How to Survive: Suicide Prevention

By: Honey Good

Having lived through a family suicide I say, “If only one of us had known the warning signs.” Unfortunately we were very unprepared for such an act. I have searched the Internet so that I can share with you common misconceptions, warning signs, a few sentences that may help the person open up and things we should not say.

Hopefully I will help some of you who have the inkling that there may be a problem in your family. Awareness, knowledge and action are your key in trying to save a life.  

COMMON MISCONCEPTIONS

  • “People who talk about suicide don't not really do it.”

False: Almost everyone who commits or attempts to commit suicide has given some clue. Don’t ignore suicide threats such as, “I can’t see my way out” or “you’ll be sorry when I am dead,” even casually or jokingly. It may indicate serious suicidal feelings.
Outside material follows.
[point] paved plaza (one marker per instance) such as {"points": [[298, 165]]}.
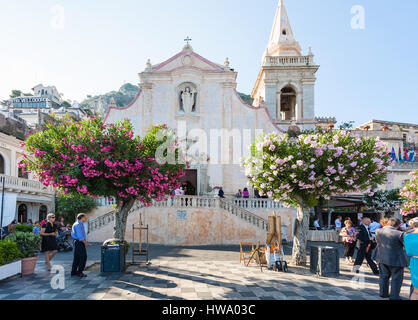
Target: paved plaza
{"points": [[190, 274]]}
  • “That person is crazy.”

False: Most suicidal people are not psychotic or insane.

  • “If a person is determined to take their life, nothing is going to stop him or her.”

False. Even the most depressed person has mixed feelings about their death and waiver up until the last moment between wanting to live and wanting to end their pain. Most suicidal people do not want to die; they want the pain to stop.
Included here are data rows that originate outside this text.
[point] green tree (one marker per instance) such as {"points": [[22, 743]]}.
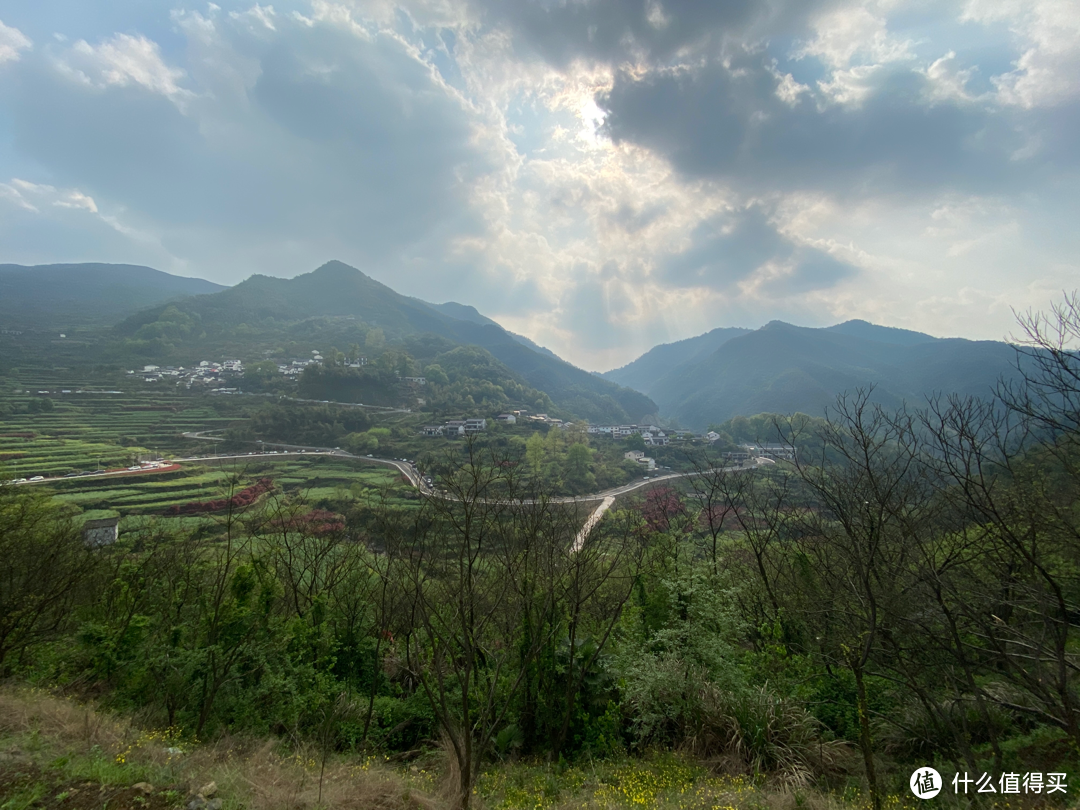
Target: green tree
{"points": [[578, 475]]}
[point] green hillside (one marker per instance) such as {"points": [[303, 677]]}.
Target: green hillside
{"points": [[65, 296], [784, 368], [339, 305], [642, 374]]}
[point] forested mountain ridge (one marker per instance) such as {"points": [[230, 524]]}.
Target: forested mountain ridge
{"points": [[644, 373], [785, 368], [63, 296], [340, 302]]}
  • “People who commit suicide are people who were unwilling to seek help.”

False: Studies among adult suicide victims have shown that over half have sought medical help within one month of their death.

  • “Talking about suicide may give someone the idea.”
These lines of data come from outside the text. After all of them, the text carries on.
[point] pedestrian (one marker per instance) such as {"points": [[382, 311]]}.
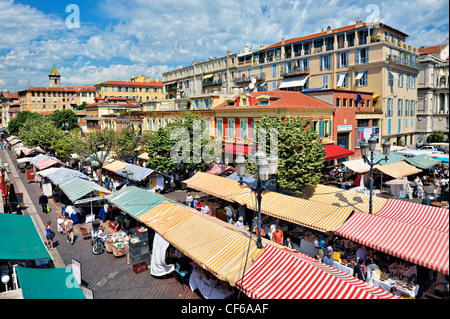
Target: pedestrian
{"points": [[358, 270], [240, 223], [230, 213], [43, 201], [69, 230], [205, 209], [277, 236], [328, 259], [49, 235], [189, 199], [60, 222]]}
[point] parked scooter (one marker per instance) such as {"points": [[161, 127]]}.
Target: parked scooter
{"points": [[97, 241]]}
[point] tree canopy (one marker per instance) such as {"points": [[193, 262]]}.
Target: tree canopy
{"points": [[301, 153]]}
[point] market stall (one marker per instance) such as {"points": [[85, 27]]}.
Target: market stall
{"points": [[280, 274]]}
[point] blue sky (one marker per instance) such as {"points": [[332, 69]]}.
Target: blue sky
{"points": [[119, 39]]}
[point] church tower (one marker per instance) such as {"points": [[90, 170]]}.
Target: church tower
{"points": [[54, 78]]}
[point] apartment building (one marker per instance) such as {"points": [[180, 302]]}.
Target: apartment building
{"points": [[115, 113], [366, 57], [8, 103], [46, 100], [433, 92], [140, 89]]}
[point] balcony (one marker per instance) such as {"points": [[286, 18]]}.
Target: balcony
{"points": [[207, 83], [403, 61], [294, 72]]}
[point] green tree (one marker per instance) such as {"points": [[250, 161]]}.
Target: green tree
{"points": [[16, 123], [127, 142], [301, 154], [436, 137], [162, 143], [64, 119], [40, 131]]}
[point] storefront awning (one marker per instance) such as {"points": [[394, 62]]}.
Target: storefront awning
{"points": [[48, 283], [416, 214], [293, 82], [20, 239], [419, 245], [139, 172], [399, 169], [281, 274], [342, 198], [75, 188], [333, 152], [422, 161], [115, 165], [358, 166], [62, 174]]}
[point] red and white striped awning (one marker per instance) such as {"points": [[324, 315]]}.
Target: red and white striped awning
{"points": [[282, 274], [420, 245], [416, 214]]}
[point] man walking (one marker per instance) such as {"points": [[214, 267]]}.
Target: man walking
{"points": [[43, 201], [69, 230]]}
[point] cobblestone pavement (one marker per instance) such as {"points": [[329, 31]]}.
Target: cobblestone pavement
{"points": [[107, 276]]}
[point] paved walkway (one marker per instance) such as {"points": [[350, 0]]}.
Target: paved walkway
{"points": [[107, 276]]}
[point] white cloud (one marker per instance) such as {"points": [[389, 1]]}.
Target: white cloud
{"points": [[147, 37]]}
False: You don’t give a suicidal person an idea by talking about suicide. The opposite is true.

Source

RECOGNIZE THE WARNING SIGNS

  • Withdrawal
  • Sudden mood change
  • Giving away possessions
  • Talking about death
  • Anxiety
  • Increased alcohol or drug use 
  • Failure to take care of himself

STARTING A CONVERSATION

“I noticed you have mentioned feeling hopeless. Let’s talk.”

Don’t be afraid to ask: “Are you thinking about suicide.”

“Do you have any weapons or prescription drugs in the house?”

“I love you or I care about you. I will find help for you. I will go with you.”

WORDS NOT TO BE SAID

1.     You're not thinking about suicide are you? Don’t ask in a way that indicates you want ‘no’ for your answer.

2.     Never say, “Fine! If you want to be selfish go ahead and kill yourself.” This is the most dangerous sentence you can say through your frustration.

3.     Avoid any promise of secrets. Don’t say, “Don’t worry I won’t tell anyone. Your secret is safe with me.” Instead say, “I care about you too much to keep a secret. I am here to help you.”

IF YOU FEEL THE SITUATION IS CRITICAL, TAKE THE PERSON TO A NEARBY EMERGENCY ROOM, CALL 911 OR 1.800.273.8255

There are too many loved ones suffering in silence. Please try to open the communication barriers.